RE: [NTB] Filter out common words in Text Statistics
- G'day Cal,
> because it was "too advanced" for this group. Really?Not really - it's more a case of it being off-topic for this list, which is intended for the basic use of NoteTab. Clip programming warrants a list of its own, and the Clips list is provided expressly for this purpose. Your chances of getting help (which may even extend to someone writing a clip for you) will be greatly increased by asking your question on the Clips list.
> -----Original Message-----
> From: email@example.com [mailto:firstname.lastname@example.org] On
> Behalf Of calarts72
> Sent: Thursday, 17 February 2011 06:13
> To: email@example.com
> Subject: [NTB] Filter out common words in Text Statistics
> I bought NoteTab specifically to develop lists of keywords in my web
> files. I'd like to screen/filter/delete/whatever common words like a,
> an, the--even a long list of such words, if possible. However, I don't
> have the time (deadlines!) to learn NoteTab from the ground up.

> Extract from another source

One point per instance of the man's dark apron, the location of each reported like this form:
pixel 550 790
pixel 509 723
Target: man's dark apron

> An authoritative "no way!" or a brief referral to sections of the
> tutorial would be acceptable.
> Another member asked a similar question and was referred to the Clips
> group because it was "too advanced" for this group. Really?

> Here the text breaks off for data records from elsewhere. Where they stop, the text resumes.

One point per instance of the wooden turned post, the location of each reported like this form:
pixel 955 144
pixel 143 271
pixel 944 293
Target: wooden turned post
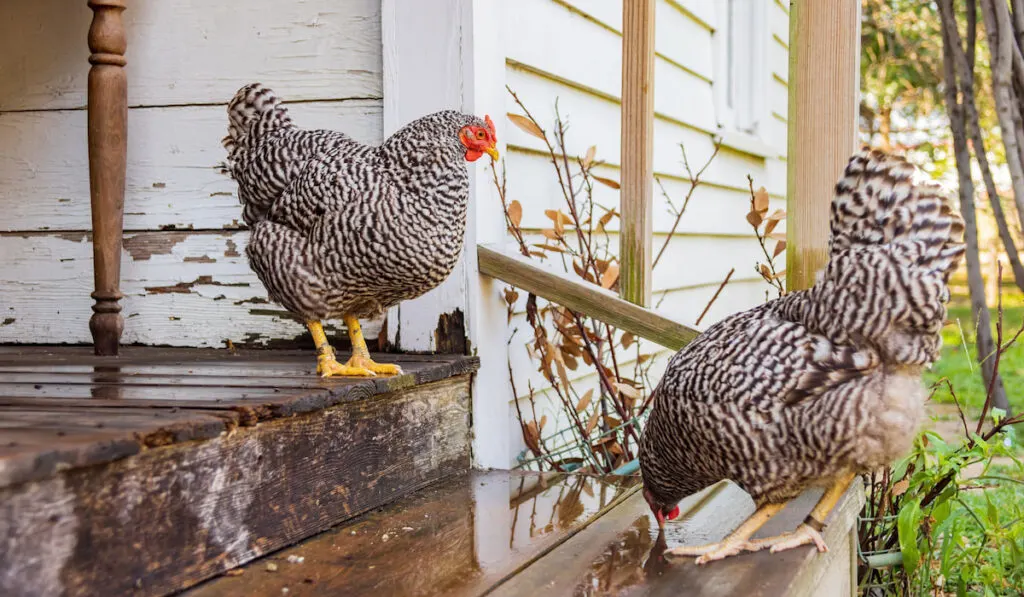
pixel 108 161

- --- In firstname.lastname@example.org, "calarts72" <calarts@...> wrote:
>There's no way to exclude a list of "noise words" or "stop-words" from 'Tools | Text Statistics'.
> I bought NoteTab specifically to develop lists of keywords in my
> web files. I'd like to screen/filter/delete/whatever common words
> like a, an, the--even a long list of such words, if possible.

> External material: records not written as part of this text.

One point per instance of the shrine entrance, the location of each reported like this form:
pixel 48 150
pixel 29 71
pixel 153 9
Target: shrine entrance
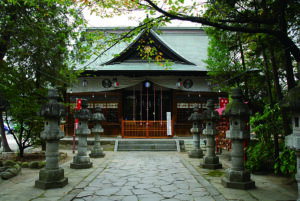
pixel 145 111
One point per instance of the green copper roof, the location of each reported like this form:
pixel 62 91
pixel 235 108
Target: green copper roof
pixel 188 44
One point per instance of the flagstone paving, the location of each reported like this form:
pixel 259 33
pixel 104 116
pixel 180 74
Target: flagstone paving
pixel 146 176
pixel 155 176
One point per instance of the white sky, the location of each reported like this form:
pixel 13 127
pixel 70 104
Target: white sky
pixel 132 19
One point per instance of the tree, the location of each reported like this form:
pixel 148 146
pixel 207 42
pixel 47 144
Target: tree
pixel 38 48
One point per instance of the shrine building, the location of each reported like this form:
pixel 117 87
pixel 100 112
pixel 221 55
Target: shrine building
pixel 142 99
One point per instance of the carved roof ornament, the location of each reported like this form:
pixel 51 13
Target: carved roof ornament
pixel 53 108
pixel 210 113
pixel 195 116
pixel 83 113
pixel 98 116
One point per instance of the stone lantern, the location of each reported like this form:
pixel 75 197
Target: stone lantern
pixel 4 106
pixel 98 117
pixel 52 176
pixel 292 102
pixel 81 160
pixel 196 130
pixel 210 160
pixel 237 111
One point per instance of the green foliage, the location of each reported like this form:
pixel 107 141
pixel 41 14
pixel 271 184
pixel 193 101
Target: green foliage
pixel 40 44
pixel 260 156
pixel 267 124
pixel 286 163
pixel 25 165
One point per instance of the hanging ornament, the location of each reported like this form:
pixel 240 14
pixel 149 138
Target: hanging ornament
pixel 84 83
pixel 179 83
pixel 115 82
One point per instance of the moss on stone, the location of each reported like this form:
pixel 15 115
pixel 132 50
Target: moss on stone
pixel 25 165
pixel 34 165
pixel 215 173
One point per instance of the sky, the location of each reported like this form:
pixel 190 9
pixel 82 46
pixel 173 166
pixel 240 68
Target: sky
pixel 132 19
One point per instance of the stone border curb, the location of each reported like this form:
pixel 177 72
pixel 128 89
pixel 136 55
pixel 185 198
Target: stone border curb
pixel 210 188
pixel 85 182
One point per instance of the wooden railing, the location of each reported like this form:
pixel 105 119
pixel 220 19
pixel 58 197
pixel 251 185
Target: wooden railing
pixel 145 129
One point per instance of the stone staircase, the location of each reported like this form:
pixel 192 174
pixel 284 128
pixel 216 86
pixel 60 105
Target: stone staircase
pixel 147 145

For this, I would strongly recommend AntConc (www.antlab.sci.waseda.ac.jp/software.html) a free-ware tool for Text Analysis. AntConc allows you to create a word list by excluding a list of stop-words.
For example, I'm using AntConc for creating word lists of text files excluding more than 30,000 words which don't have any index relevance.
Nevertheless, you will enjoy NT since it's an excellent tool for more jobs like that. For example, you could run the NT Text Statistics, and remove those stop-words from the result. But for that job you must be willing to get involved in NT Clip Programming...